Obayashi in the Crosshairs

NobihikoObayashi2 Box slipcase 01

Ever since the director Obayashi Nobuhiko visited Yale in 2015, I’ve been significantly engaged with his cinema in one form or another, from curating a Japan Society retro to starting a book project (which occasioned an Obayashi workshop earlier this fall). This has recently extended to helping out with Blu-ray releases. Adam Torel of Third Window Films asked me last year to pen a piece for the booklet accompanying his release of Obayashi’s Anti-War Trilogy, and then this year asked for help with his release of four Obayashi films from the director's years working with Kadokawa Film. That has now come out in a box set titled Nobuhiko Obayashi’s 80s Kadokawa Years.

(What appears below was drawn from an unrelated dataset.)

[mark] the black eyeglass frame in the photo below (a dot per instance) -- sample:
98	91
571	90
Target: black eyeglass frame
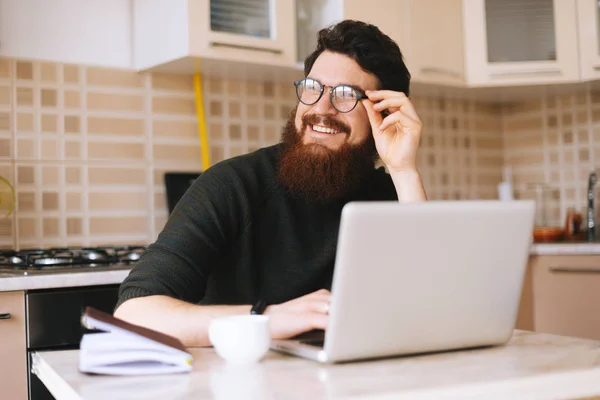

There is still relatively little written about Kadokawa in English (Alex Zahlten’s The End of Japanese Cinema is one significant exception), even though the films produced by Kadokawa Haruki—as well as his industrial strategy—helped define Japanese cinema in significant ways from the 1980s on. Given the image of Obayashi as an aesthetic rebel, established through the wild cinema evident in Hausu, it may seem peculiar that Obayashi not only made four films with Kadokawa, but got along with the eccentric producer quite well. Those films might challenge the Obayashi Hausu-image because most were idol movies and, like The Island Closest to Heaven, could have little of the "anything goes" film craft that supposedly defined Obayashi. As such, the Blu-ray releases might help take apart that image and spread understanding of Obayashi as a director of many faces and film styles. 

I signed on to do the commentary for School in the Crosshairs (Nerawareta gakuen, 1981), a film both closest to Hausu among the four, but also a departure, being Obayashi’s first film with idol Yakushimaru Hiroko. After this, he made one of the great idol films, The Girl Who Leapt Through Time (1983) with Harada Tomoyo (which is included in the set). School in the Crosshairs is a fascinating film, but also one rarely discussed, even by Obayashi fans, probably because many saw it as a failure. It is all over the place, shifting genres from high-school romance to movie musical to sports film to sci-fi special effects spectacular, though in the end it might be best seen as an early example of Obayashi’s paean to youthful energy as resistance to war and fascism. Along the way, there are a plethora of cameo appearances (from Kadokawa himself to radical film critical Matsuda Masao to even Obayashi himself), as well as a major role for Tezuka Macoto, then a young filmmaker who happened to be the son of the manga giant Tezuka Osamu.

My commentary was not for the entire film, but for a collection of scenes I asked to be put together that amounted to about 20 minutes. Unfortunately the collection I began narrating during recording was not exactly the one I specified, so there is a bit of a slapdash quality to the final result. Still, I hope it proves informative. Also included in the box set is a video interview I did with Obayashi Chigumi, the director’s daughter who is famed for providing the original story idea for Hausu, and who also appears as one of the students in School in the Crosshairs. It was a fun interview to do and is worth a watch.